Cómo optimizar el rendimiento de tu web: Cacheado de páginas

Volvemos con una nueva entrega de #OptimizarWeb, una serie de tutoriales en tres píldoras que nos permitirán optimizar el rendimiento de nuestras páginas significativamente.

optimization

En el anterior, hablamos de cómo implantar un sistema de paralelización de carga de imágenes, con el ejemplo de uno de los plugins para WordPress que nos facilita esta labor.

En este caso, hablaremos del cacheado de páginas dinámicas, una de las técnicas de optimización de rendimiento más utilizadas, y que por lo general, arroja más de un quebradero de cabeza.

Cacheado de páginas dinámicas ¿Por qué?

Antes de ponerse como locos a implantarlo, debemos saber el porqué de esta técnica, sus beneficios y también sus posibles inconvenientes.

La mayoría de las webs actuales son dinámicas.
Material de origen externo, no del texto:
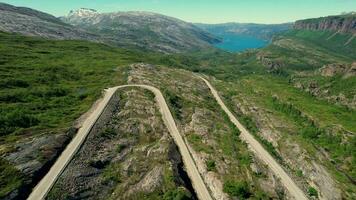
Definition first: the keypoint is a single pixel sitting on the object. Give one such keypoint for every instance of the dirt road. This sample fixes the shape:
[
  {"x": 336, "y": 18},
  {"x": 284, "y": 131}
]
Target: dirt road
[
  {"x": 45, "y": 185},
  {"x": 259, "y": 151}
]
Esto es así ya que mantener una web estática requiere de un gasto en recursos (dinero/tiempo) más alto, al requerir siempre la figura del desarrollador para cualquier actualización de contenido.

Para ello, surgieron los CMS, gestores de contenido, software enfocado a abstraer la parte técnica del usuario final, que únicamente actualiza el contenido como si estuviera frente a una suite de ofimática. Para que esto funcione, la arquitectura de una web dinámica se carga cada vez que un cliente hace la petición para entrar. Es decir, los artículos de este blog (por poner un ejemplo) no existen como tal hasta que un usuario pide verlos, sino que es en tiempo de carga que el gestor de contenido unifica la cabecera, con el cuerpo del artículo y el pié de página, y vuelca los datos de la base de datos (el contenido) en la página.

Esto se hace cada vez que un usuario pide una página, por lo que resulta sencillo entender que afectará considerablemente al tiempo de carga de cada una, además de un gasto de ancho de banda considerable.

Como solución, aparecen los sistemas de caché de contenido. Servicios que se encargan de generar páginas estáticas a partir de páginas dinámicas como las de este blog, con el fin de que cuando un usuario pida una, le redireccione a la estática si es que ya la tenía cacheada, y si no, genere una. Por tanto, la primera vez tardará ligeramente más, pero a partir de ahí, y mientras siga “viva” esa página estática, cualquier otra petición se hará mucho más rápida.

Cacheado de páginas dinámicas ¿Cómo aplicarlo?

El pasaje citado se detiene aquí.